Prospective Guysuco buyers will have to resubmit proposals to Special Purpose Unit

Last Updated on Monday, 25 September 2017, 4:59 by Denis Chabrol

Head of NICIL’s Special Purpose Committee for the sale of Guysuco’s assets, Colvin London

All companies that have formally expressed an interest in buying parts of the Guyana Sugar Corporation’s (Guysuco) operations will now have to resubmit their proposals to the holding company for government’s assets, the National Industrial and Commercial Investments Limited (NICIL), top officials said.

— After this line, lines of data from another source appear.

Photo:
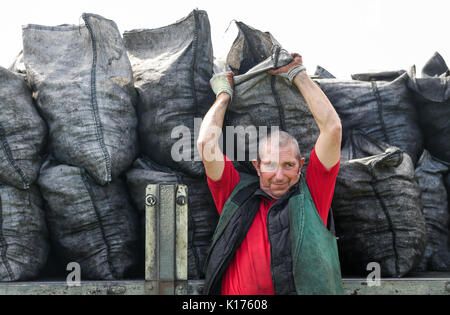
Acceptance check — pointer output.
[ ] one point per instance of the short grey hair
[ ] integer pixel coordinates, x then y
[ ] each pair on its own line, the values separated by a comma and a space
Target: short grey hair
284, 139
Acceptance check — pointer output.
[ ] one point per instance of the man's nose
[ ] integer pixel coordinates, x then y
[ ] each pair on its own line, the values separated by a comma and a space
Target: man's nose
279, 175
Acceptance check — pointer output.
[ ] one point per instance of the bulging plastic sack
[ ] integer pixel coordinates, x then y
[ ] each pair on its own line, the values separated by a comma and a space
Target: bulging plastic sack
23, 133
84, 89
432, 97
380, 105
172, 67
24, 244
262, 101
430, 175
377, 208
92, 225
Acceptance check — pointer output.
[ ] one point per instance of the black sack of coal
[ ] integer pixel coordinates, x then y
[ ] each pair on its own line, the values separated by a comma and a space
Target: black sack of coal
202, 213
381, 106
377, 208
261, 102
433, 105
84, 89
172, 67
23, 133
430, 175
18, 66
435, 67
95, 226
322, 73
250, 48
24, 244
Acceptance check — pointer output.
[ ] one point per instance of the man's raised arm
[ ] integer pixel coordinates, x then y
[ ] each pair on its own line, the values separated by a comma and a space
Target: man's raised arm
211, 127
328, 145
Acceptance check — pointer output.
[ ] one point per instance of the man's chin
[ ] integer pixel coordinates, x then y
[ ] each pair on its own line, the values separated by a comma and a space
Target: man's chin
278, 193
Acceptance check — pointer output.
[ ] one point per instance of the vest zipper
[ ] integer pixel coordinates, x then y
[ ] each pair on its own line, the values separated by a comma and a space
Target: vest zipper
270, 243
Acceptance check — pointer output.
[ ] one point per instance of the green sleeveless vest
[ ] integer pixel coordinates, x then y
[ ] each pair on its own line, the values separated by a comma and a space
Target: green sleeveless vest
315, 260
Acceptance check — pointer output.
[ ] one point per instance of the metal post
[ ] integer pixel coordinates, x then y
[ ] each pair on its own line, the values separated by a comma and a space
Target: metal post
166, 239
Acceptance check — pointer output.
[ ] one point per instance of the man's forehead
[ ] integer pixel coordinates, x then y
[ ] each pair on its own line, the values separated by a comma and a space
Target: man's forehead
275, 152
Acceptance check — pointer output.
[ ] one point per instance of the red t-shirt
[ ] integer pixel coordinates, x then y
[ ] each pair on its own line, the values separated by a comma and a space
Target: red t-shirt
249, 271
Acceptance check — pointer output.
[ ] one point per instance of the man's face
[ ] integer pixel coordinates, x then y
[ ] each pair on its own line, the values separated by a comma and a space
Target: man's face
278, 170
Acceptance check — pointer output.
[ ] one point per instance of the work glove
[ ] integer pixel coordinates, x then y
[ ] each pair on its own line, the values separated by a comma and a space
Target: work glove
290, 70
222, 83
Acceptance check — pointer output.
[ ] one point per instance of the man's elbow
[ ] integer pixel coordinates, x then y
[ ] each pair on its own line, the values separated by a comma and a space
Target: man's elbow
334, 130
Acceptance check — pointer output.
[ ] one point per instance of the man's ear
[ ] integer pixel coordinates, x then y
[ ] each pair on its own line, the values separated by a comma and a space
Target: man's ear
256, 166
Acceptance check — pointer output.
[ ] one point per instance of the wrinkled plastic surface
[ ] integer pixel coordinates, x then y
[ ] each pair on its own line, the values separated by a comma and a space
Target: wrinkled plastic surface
264, 100
172, 67
24, 244
430, 175
23, 133
377, 209
384, 110
250, 48
85, 92
95, 226
433, 104
202, 215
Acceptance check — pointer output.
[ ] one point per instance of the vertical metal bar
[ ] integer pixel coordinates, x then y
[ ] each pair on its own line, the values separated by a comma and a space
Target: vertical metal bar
166, 239
181, 243
166, 245
151, 239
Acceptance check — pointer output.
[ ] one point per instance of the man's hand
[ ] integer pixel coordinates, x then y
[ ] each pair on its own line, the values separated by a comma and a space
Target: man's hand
291, 70
222, 83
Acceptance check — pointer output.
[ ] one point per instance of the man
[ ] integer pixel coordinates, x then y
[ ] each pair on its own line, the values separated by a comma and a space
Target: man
271, 237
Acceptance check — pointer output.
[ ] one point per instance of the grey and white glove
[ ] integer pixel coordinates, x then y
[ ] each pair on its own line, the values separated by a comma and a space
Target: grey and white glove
290, 70
222, 83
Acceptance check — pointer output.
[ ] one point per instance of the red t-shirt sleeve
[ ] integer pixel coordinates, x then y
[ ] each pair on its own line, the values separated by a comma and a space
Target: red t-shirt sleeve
222, 188
321, 183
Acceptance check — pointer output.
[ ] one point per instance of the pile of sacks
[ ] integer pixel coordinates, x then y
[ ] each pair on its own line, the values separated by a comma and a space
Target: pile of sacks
89, 118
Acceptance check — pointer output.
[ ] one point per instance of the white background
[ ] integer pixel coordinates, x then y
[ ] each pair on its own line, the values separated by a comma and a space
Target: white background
343, 36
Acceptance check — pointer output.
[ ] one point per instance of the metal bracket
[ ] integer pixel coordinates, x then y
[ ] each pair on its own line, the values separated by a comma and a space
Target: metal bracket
166, 239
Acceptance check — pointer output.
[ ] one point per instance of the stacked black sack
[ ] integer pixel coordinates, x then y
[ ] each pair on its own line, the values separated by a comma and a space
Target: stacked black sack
84, 86
263, 100
432, 94
172, 67
83, 83
430, 174
377, 208
23, 233
95, 226
380, 105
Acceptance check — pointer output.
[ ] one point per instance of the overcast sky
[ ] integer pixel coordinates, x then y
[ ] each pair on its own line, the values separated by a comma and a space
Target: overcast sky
343, 36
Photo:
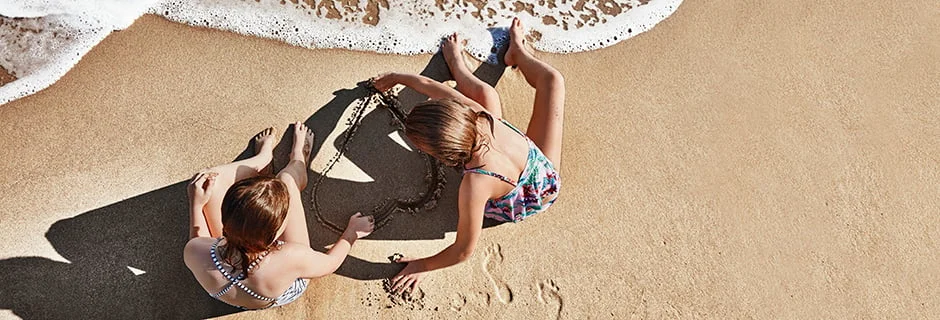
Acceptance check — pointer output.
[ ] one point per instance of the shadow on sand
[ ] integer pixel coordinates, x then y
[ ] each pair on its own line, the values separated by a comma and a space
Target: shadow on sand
148, 232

NCIL’s Chief Executive Officer, Horace James said “there is nothing like first-jump” and all the companies would have to resubmit their expressions of interest to ensure the process is “fair and transparent” after requests for proposals are advertised for.

“When we are ready to send out for expressions of interest , we will invite all of them who had submitted to re-submit based on the requirements because how they might have submitted, they might be asked to do certain specific things and they will have to do that,” he told Demerara Waves Online News.

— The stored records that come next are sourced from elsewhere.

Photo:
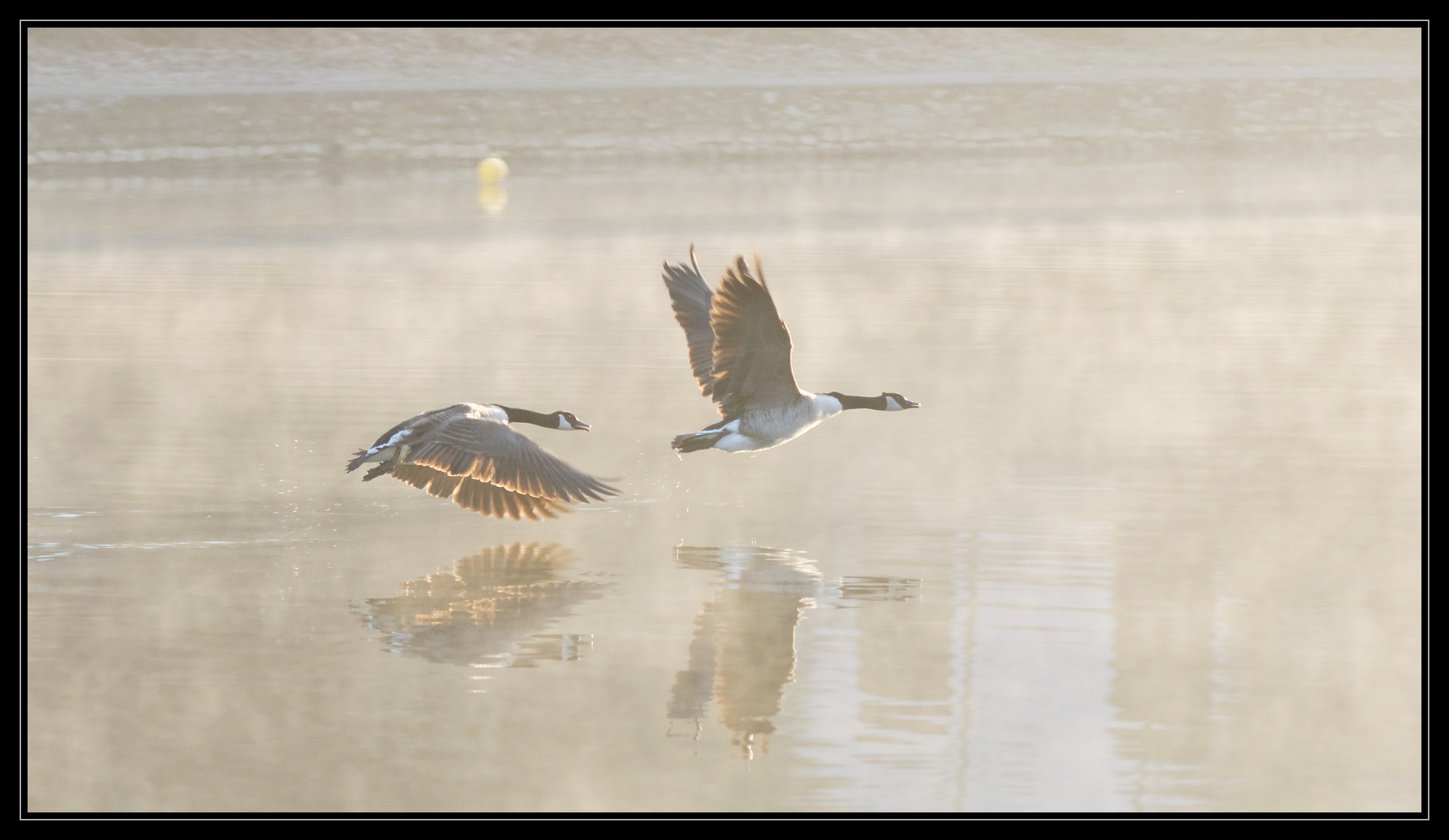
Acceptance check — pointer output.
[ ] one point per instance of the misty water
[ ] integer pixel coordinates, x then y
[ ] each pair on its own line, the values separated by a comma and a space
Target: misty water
1153, 541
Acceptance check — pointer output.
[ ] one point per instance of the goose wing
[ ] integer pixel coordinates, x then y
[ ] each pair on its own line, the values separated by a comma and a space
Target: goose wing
691, 296
485, 451
751, 361
477, 495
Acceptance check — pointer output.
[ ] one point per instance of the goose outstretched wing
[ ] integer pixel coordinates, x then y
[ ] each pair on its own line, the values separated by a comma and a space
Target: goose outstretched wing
751, 361
691, 296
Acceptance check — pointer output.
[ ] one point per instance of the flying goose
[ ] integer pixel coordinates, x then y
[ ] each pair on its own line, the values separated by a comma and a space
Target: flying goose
740, 351
468, 453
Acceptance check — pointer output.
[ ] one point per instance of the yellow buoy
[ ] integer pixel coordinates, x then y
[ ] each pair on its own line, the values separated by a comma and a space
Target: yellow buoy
493, 170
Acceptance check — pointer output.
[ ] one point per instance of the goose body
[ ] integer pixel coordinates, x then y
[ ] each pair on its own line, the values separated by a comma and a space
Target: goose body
470, 455
740, 352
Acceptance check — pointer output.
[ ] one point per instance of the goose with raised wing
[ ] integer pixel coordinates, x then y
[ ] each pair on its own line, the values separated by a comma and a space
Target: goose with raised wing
470, 455
740, 351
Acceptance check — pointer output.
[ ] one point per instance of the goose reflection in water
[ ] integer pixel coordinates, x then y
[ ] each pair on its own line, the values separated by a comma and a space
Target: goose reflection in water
744, 648
490, 610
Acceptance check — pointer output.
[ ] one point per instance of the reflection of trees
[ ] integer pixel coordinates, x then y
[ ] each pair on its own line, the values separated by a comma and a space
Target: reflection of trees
488, 610
744, 648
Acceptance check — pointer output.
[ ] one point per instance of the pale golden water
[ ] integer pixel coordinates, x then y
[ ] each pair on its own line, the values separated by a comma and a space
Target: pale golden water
1153, 541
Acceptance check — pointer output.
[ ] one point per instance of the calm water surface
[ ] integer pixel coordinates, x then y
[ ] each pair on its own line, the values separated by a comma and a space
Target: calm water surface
1150, 544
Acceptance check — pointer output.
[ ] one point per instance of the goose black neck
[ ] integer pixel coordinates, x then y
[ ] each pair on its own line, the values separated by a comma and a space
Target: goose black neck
848, 401
525, 416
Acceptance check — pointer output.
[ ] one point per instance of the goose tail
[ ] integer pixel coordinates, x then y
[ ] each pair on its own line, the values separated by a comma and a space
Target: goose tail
696, 442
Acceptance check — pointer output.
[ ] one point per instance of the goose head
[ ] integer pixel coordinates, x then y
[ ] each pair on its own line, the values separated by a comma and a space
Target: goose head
898, 403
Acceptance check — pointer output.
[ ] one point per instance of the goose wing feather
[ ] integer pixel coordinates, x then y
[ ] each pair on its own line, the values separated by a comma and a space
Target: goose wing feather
751, 361
691, 296
490, 452
477, 495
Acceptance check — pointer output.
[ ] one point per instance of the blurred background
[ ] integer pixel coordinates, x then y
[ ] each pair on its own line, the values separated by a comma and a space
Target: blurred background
1153, 541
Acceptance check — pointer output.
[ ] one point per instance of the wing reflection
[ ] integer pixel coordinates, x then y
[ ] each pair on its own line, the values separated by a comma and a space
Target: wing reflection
488, 610
744, 648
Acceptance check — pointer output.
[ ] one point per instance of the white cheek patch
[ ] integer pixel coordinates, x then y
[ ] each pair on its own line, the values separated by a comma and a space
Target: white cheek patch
390, 442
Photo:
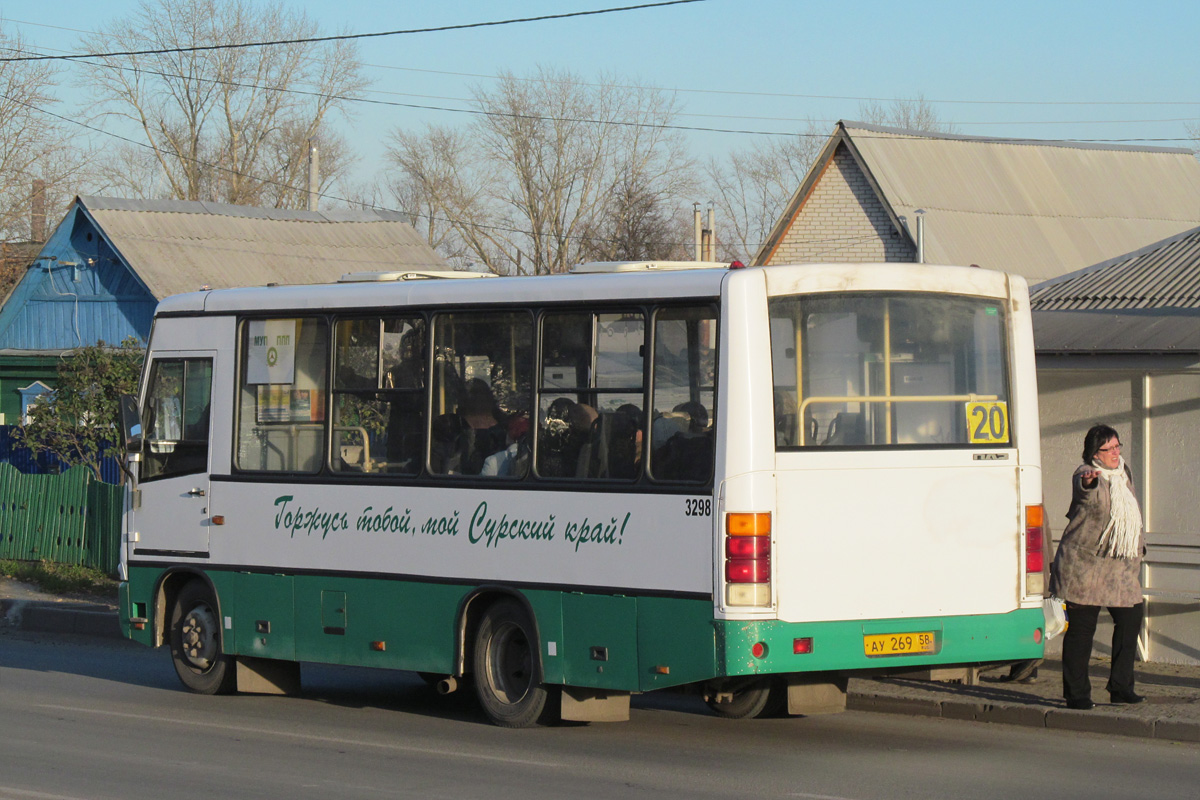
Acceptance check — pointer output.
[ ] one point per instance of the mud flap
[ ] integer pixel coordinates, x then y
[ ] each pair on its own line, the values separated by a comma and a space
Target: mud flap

Proposals or expressions of interest have already been submitted by two firms from India, the locally-owned Nand Persaud and Company Limited and at least one major American company.

He said his entity’s special purpose unit was being staffed and soon an international auditing firm would be hired to conduct a valuation of Guysuco’s assets before they are sold after that firm and the special purpose unit decide on the framework of the special purpose unit.

Chief Executive Officer of the National Industrial and Commercial Investments Limited, Horace James.

Minister of State, Joseph Harmon has disclosed that former senior official of China Harbour Engineering’s (Americas) former Group Investment Manager, Colvin Heath-London has been already appointed to head the 15-member special purpose unit to be housed at Guysuco’s LBI office, East Coast Demerara. The NICIL boss said the reputable auditing firms would be evaluating and assessing the bids.

Harmon said, too, that those companies that have already formally expressed interest in buying Guysuco would have to submit their proposals to the special purpose unit “because this is the entity that has been formed for that purpose”. At the same time, those interests would be “handed over to the special purposes unit”.

The State Minister said the hiring of investment broker and lobbyist, Wesley Kirton to engage with potential buyers of Guysuco in whole or in part and to provide all required information would not be rendered useless because the companies have to resubmit their expressions of interest.

“Those were preliminary steps. There was no conclusion or conclusiveness of that process. That was to identify persons who are interested and sort of been able to weed out who did not have the capacity so these people will now come to the special purpose unit and it will make it easier for them to assess their viability,” he said. Harmon said Kirton’s job has finished and the special purpose unit would take over the work and process them to finality.

Asked whether government was already in favour of an American company taking over aspects of Guysuco’s operations and so the work of the special purpose committee was merely to validate that, Harmon said, “I don’t think so. This is going to be a very open and transparent process,” he said.

The Minister of State said Head of the Special Purpose Unit, Heath-London has been asked to interact with the media at regular news conferences.

Government in May 2017 formally announced in a white paper tabled in the National Assembly that in addition to the already closed Wales Estate, West Bank Demerara; the Skeldon Sugar Factory and Estate in Corentyne would be sold, and the Rose Hall and Enmore factories would be closed by year-end.

The Albion, Rose Hall and Blairmont operations in Berbice and the Wales-Uitvlugt operations in West Demerara would be combined to together produce 147,000 tonnes of sugar annually.